Settling on the couch and into an all-night marathon of "Game of Thrones" or "Scandal" can feel like the ultimate in relaxation. For some, the best way to tune out the world is to turn on the television. But while binge-watching television may seem like a perfectly harmless way to occupy your Friday night, it may actually be an indication of serious mental health problem.
A study published Thursday found people who binge-watch television tend to be among the most depressed and lonely.
"Given that binge-watching involves obsessed, intense, and dedicated behavior, characteristics indicative of addictive behaviors, it is expected that negative emotions such as loneliness and depression will be positively associated with binge watching," the researchers write in their study.
For the study, the researchers surveyed 316 young people about their television-viewing habits. The study participants, all between the ages of 18 and 29, also answered questions about how frequently in life they experienced feelings of depression and loneliness. The researchers found the people who reported more feelings of depression and loneliness tended to watch more television.

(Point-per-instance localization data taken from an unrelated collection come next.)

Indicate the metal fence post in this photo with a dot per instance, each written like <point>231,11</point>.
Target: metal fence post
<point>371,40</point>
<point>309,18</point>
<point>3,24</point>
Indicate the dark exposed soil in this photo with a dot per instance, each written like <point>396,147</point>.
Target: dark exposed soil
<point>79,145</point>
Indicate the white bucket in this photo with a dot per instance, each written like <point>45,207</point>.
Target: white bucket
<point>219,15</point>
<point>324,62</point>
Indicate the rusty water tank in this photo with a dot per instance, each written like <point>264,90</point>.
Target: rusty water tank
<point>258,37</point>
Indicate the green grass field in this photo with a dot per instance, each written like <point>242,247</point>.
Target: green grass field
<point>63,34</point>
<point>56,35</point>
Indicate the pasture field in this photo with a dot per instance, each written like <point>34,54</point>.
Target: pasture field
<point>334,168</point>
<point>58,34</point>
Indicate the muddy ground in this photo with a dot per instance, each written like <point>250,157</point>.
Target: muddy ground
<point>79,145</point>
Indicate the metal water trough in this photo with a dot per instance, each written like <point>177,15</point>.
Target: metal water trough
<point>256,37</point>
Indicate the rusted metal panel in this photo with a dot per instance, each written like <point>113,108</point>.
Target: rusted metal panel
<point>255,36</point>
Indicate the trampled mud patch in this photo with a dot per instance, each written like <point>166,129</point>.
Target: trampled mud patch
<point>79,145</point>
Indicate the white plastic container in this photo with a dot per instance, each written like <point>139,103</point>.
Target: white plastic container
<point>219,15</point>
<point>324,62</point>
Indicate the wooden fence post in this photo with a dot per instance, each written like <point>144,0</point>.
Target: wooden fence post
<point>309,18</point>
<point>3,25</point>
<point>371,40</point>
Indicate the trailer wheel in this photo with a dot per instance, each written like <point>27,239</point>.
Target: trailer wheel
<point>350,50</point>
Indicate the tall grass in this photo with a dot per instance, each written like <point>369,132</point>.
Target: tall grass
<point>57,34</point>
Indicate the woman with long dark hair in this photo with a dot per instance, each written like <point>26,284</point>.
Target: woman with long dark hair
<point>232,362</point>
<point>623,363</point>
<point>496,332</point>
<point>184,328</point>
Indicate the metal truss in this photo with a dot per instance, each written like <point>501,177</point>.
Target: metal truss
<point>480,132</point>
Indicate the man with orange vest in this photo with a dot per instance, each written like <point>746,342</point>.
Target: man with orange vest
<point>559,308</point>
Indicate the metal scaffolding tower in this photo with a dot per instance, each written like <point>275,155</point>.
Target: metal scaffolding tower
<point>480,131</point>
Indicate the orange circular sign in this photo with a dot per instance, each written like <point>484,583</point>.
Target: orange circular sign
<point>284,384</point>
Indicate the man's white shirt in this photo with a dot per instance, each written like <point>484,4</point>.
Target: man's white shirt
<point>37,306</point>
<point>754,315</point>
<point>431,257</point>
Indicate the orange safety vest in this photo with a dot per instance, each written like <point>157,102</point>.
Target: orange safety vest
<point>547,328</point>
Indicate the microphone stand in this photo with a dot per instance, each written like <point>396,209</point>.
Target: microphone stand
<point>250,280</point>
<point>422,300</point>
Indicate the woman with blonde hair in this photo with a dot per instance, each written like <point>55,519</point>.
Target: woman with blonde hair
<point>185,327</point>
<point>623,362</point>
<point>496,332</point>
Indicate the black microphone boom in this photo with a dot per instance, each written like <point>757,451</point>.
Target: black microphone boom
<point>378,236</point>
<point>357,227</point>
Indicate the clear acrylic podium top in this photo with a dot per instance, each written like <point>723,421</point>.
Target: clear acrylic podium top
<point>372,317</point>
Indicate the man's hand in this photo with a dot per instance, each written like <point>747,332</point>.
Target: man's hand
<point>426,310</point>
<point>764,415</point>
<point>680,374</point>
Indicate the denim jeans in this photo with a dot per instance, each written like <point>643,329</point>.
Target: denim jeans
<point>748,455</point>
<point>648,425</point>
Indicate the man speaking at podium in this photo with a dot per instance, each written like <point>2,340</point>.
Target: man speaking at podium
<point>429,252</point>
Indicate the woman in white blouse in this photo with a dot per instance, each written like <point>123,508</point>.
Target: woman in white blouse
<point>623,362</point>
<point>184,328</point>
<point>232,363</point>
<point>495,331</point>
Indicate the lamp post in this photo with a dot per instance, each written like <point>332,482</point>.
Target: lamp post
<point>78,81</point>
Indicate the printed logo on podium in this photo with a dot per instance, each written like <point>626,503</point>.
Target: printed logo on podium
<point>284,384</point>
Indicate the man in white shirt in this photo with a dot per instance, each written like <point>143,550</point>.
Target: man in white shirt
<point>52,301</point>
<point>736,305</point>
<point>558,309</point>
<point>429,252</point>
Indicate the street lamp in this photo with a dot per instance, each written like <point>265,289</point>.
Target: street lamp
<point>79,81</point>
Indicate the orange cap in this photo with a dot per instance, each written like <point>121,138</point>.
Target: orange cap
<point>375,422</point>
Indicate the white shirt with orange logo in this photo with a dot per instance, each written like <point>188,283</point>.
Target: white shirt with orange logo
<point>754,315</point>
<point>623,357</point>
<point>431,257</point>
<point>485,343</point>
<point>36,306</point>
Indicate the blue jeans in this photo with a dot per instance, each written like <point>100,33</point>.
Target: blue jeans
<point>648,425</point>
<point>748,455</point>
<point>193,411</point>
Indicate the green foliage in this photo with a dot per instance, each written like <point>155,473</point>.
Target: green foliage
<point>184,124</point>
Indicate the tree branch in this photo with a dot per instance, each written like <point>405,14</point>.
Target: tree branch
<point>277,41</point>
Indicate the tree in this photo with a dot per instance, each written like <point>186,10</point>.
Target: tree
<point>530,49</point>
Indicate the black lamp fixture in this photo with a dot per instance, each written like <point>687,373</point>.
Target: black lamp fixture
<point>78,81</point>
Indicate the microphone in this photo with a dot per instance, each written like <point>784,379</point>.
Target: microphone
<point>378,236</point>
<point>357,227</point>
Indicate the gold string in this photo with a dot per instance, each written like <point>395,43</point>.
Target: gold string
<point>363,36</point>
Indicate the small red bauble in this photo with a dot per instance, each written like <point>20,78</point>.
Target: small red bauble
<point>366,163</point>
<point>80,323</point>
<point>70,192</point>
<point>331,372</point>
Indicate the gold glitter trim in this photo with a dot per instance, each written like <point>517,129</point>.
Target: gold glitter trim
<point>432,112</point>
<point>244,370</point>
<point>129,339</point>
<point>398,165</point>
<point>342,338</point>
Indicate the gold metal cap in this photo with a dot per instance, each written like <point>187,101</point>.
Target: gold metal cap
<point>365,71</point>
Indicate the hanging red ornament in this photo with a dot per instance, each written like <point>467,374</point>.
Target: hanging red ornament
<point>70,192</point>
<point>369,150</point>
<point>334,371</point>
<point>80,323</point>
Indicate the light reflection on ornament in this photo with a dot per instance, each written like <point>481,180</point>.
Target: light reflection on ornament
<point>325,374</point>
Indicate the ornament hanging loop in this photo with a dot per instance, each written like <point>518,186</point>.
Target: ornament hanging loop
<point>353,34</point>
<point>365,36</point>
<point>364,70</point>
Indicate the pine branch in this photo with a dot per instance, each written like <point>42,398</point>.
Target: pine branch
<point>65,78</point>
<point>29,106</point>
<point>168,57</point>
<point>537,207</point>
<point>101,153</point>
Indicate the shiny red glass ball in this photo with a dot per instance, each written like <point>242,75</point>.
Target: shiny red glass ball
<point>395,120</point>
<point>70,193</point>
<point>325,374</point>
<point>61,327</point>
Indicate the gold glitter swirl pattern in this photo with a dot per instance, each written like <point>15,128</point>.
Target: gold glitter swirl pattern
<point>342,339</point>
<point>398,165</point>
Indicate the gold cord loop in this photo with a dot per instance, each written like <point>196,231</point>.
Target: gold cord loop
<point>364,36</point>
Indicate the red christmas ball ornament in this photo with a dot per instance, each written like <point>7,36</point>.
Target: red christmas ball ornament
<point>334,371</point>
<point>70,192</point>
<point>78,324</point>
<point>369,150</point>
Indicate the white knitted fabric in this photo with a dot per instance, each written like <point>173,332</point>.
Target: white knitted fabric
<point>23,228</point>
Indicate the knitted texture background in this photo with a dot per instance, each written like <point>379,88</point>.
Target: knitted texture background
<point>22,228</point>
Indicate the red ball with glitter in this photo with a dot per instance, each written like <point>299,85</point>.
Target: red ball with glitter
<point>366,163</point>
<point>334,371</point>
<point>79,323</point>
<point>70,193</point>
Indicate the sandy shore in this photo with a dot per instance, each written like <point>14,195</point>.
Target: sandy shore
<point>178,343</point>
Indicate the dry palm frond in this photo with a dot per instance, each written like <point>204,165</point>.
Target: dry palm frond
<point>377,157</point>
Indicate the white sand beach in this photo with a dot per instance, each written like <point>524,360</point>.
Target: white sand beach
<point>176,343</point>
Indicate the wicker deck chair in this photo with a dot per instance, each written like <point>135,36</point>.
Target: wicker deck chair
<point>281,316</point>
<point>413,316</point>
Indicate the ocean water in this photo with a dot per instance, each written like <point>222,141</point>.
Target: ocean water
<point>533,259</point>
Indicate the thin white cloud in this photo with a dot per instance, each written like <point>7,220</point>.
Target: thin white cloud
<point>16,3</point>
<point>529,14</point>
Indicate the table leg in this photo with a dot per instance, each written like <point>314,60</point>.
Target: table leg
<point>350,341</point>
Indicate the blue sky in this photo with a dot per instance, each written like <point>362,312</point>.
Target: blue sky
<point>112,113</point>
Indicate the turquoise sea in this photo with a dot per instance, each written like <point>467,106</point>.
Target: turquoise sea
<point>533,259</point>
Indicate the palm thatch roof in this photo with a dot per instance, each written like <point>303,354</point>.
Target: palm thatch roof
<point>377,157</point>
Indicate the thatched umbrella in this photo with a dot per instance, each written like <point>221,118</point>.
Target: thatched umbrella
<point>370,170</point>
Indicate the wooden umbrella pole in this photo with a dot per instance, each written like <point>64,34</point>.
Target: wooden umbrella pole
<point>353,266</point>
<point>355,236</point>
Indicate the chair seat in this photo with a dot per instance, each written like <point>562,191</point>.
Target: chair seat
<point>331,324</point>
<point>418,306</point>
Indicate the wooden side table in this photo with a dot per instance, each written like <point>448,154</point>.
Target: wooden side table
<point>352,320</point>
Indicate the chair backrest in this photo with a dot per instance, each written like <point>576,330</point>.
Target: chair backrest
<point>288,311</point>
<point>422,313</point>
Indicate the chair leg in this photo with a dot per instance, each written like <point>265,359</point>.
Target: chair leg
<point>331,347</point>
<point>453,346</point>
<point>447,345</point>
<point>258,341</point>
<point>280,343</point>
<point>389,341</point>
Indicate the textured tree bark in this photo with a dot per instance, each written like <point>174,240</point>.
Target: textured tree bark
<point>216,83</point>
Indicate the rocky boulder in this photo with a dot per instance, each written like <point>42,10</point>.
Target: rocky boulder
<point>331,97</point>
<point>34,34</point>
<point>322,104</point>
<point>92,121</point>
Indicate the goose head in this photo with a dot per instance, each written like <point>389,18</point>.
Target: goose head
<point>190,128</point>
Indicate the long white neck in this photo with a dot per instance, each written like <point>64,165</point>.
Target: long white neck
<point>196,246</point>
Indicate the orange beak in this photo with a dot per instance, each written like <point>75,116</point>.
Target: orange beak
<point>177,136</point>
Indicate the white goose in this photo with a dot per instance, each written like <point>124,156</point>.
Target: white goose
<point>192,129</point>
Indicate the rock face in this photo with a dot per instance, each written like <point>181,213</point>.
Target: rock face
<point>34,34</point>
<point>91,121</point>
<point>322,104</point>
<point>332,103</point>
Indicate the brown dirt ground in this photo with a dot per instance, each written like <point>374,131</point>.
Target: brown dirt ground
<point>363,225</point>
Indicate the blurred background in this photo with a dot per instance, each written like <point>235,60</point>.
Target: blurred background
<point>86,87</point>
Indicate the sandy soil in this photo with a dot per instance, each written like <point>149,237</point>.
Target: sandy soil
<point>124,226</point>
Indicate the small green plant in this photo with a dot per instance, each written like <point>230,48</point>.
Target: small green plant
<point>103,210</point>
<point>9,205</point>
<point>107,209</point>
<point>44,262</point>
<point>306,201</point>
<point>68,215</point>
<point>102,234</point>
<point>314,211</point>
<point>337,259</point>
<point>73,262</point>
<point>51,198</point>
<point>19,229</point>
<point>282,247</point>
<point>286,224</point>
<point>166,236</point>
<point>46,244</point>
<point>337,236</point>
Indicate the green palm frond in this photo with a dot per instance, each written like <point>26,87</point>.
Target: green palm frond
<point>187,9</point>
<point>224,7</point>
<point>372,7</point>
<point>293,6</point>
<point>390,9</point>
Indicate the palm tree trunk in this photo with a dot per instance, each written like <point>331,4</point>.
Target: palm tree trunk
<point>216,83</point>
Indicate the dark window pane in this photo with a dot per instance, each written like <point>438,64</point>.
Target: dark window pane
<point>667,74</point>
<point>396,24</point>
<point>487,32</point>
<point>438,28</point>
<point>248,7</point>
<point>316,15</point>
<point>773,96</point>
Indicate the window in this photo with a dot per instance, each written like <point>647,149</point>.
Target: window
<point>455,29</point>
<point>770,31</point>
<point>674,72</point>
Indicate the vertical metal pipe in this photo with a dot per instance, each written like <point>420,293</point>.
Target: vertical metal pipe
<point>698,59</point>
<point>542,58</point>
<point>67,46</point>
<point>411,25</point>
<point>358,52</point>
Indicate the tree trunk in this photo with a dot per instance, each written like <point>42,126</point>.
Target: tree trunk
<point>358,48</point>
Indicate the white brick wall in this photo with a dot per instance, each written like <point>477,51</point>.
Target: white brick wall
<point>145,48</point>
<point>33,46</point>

The study also found problems with self-control were associated with excessive television. In many instances, some viewers reported they were unable to stop clicking "next" on their remote controls even if they had other important tasks to complete.
Binge-watching is classified as viewing between two to six episodes of the same TV show in one sitting, according to the researchers.
This television-viewing habit doesn't only cause a person to become less productive, it also impacts physical health. Watching television is a sedentary activity that frequently goes hand-in-hand with eating, which means it can put a person at risk for obesity, diabetes, heart disease and other chronic health conditions. All of these ailments will likely endure long after the final season of "Downton Abbey."
The researchers presented their findings at the 65th Annual Conference of the International Communication Association in San Juan, Puerto Rico.
Though binge-watching is a relatively new phenomenon, research is showing that the habit is driven by the same impulse as other addictions, such as drugs and alcohol, which involve firing up the dopamine receptors, the reward center of the brain.
But the researchers also point out that ironically the habit serves as a means to bond with peers. "Binge-watching allows viewers to join in on conversations about a program with friends. Doing so may give them a sense of belonging to a community," the researchers write in their study.